Department of Chemistry and Biochemistry, The Ohio State University, Columbus, Ohio 43210, United States.
Resource for Native MS Guided Structural Biology, The Ohio State University, Columbus, Ohio 43210, United States.
Anal Chem. 2021 Apr 6;93(13):5513-5520. doi: 10.1021/acs.analchem.0c05373. Epub 2021 Mar 22.
Native mass spectrometry (nMS), particularly in conjunction with gas-phase ion mobility spectrometry measurements, has proven useful as a structural biology tool for evaluating the stoichiometry, conformation, and topology of protein complexes. Here, we demonstrate the combination of trapped ion mobility spectrometry (TIMS) and surface-induced dissociation (SID) on a Bruker SolariX XR 15 T FT-ICR mass spectrometer for the structural analysis of protein complexes. We successfully performed SID on mobility-selected protein complexes, including the streptavidin tetramer and cholera toxin B with bound ligands. Additionally, TIMS-SID was employed on a mixture of the peptides desArg1 and desArg9 bradykinin to mobility-separate and identify the individual peptides. Importantly, results show that native-like conformations can be maintained throughout the TIMS analysis. The TIMS-SID spectra are analogous to SID spectra acquired using quadrupole mass selection, indicating little measurable, if any, structural rearrangement during mobility selection. Mobility parking was used on the ion or mobility of interest and 50-200 SID mass spectra were averaged. High-quality TIMS-SID spectra were acquired over a period of 2-10 min, comparable to or slightly longer than SID coupled with ion mobility on various instrument platforms in our laboratory. The ultrahigh resolving power of the 15 T FT-ICR allowed for the identification and relative quantification of overlapping SID fragments with the same nominal / based on isotope patterns, and it shows promise as a platform to probe small mass differences, such as protein/ligand binding or post-translational modifications. These results represent the potential of TIMS-SID-MS for the analysis of both protein complexes and peptides.
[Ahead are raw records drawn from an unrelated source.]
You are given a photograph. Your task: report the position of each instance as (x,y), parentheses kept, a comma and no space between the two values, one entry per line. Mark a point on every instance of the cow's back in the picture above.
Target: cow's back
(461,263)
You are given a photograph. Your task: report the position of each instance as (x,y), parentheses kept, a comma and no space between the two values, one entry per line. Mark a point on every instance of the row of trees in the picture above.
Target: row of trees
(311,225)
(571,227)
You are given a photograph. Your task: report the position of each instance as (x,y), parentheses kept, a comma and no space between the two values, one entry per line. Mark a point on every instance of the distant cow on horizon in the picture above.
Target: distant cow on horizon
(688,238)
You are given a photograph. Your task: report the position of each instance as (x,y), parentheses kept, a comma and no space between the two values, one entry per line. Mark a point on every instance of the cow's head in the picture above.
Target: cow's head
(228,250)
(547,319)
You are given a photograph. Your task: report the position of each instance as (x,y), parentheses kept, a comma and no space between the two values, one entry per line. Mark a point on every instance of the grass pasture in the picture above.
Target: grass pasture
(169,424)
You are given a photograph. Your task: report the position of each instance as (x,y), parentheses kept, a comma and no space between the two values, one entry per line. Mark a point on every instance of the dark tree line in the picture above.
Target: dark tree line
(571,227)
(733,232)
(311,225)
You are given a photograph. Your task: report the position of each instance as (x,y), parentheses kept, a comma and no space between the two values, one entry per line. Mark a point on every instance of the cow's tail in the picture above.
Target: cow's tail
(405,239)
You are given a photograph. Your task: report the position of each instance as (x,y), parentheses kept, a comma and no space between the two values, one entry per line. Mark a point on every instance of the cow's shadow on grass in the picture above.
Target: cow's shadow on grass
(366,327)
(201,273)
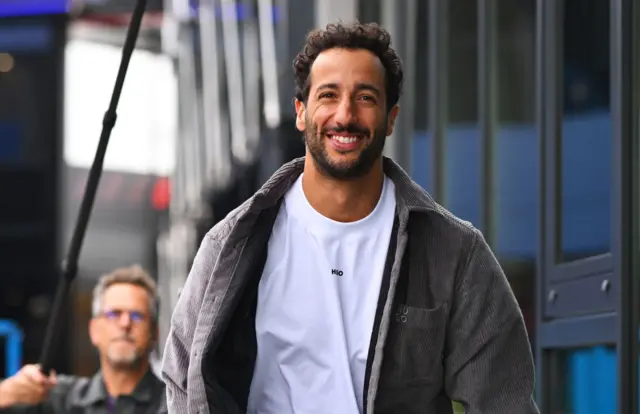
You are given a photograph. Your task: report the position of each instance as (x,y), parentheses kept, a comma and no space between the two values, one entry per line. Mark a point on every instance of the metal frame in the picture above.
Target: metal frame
(399,18)
(619,325)
(487,111)
(623,109)
(437,95)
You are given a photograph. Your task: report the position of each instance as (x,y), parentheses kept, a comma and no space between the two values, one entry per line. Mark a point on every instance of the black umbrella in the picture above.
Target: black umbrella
(70,265)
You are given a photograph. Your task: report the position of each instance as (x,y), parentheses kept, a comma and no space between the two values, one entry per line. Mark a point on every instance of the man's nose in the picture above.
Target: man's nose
(345,112)
(125,320)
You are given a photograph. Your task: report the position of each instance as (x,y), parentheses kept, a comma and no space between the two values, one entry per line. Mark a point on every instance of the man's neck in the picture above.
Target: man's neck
(342,200)
(122,382)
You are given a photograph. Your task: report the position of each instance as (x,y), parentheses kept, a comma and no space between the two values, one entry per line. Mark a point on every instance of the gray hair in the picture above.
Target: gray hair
(132,275)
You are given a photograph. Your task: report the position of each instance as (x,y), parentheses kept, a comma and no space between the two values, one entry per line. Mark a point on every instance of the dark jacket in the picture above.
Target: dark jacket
(74,395)
(448,325)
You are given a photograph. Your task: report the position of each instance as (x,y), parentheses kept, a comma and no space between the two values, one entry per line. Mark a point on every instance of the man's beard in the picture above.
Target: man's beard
(125,361)
(345,170)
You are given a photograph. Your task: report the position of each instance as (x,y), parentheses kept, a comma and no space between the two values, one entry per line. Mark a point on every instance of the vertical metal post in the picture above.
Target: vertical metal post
(234,77)
(438,93)
(218,150)
(487,111)
(399,19)
(622,116)
(271,110)
(542,371)
(251,70)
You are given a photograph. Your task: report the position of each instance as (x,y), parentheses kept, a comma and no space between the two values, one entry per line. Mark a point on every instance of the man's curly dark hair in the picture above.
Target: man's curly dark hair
(367,36)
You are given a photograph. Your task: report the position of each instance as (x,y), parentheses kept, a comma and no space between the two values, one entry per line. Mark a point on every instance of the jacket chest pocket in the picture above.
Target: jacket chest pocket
(414,346)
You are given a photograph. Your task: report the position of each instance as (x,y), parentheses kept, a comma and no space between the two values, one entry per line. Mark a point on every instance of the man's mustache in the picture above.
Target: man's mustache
(349,129)
(124,338)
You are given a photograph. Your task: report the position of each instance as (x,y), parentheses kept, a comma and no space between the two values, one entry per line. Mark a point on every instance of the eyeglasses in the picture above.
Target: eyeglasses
(116,315)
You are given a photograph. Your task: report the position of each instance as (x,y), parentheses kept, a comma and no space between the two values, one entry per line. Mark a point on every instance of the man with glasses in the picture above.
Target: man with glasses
(124,330)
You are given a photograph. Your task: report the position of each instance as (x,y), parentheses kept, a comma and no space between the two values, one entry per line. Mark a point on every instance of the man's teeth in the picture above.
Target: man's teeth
(345,140)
天然质谱(nMS),特别是与气相离子淌度谱测量相结合,已被证明是一种有用的结构生物学工具,可用于评估蛋白质复合物的化学计量、构象和拓扑结构。在这里,我们展示了在 Bruker SolariX XR 15 T FT-ICR 傅里叶变换离子回旋共振质谱仪上结合离子淌度谱(TIMS)和表面诱导解离(SID)用于蛋白质复合物结构分析。我们成功地对迁移率选择的蛋白质复合物进行了 SID,包括四聚体链霉亲和素和结合配体的霍乱毒素 B。此外,TIMS-SID 还用于混合肽 desArg1 和 desArg9 缓激肽,以迁移率分离和鉴定各个肽。重要的是,结果表明,在整个 TIMS 分析过程中可以保持天然样构象。TIMS-SID 谱类似于使用四极杆质量选择获得的 SID 谱,表明在迁移率选择过程中几乎没有可测量的(如果有的话)结构重排。在感兴趣的离子或迁移率上使用迁移率停车,并平均 50-200 个 SID 质谱。在 2-10 分钟的时间内获得了高质量的 TIMS-SID 谱,与我们实验室中各种仪器平台上结合离子淌度的 SID 相当或稍长。15 T FT-ICR 的超高分辨率允许根据同位素模式识别和相对定量重叠的 SID 片段,并且有望成为探测小质量差异(如蛋白质/配体结合或翻译后修饰)的平台。这些结果代表了 TIMS-SID-MS 用于分析蛋白质复合物和肽的潜力。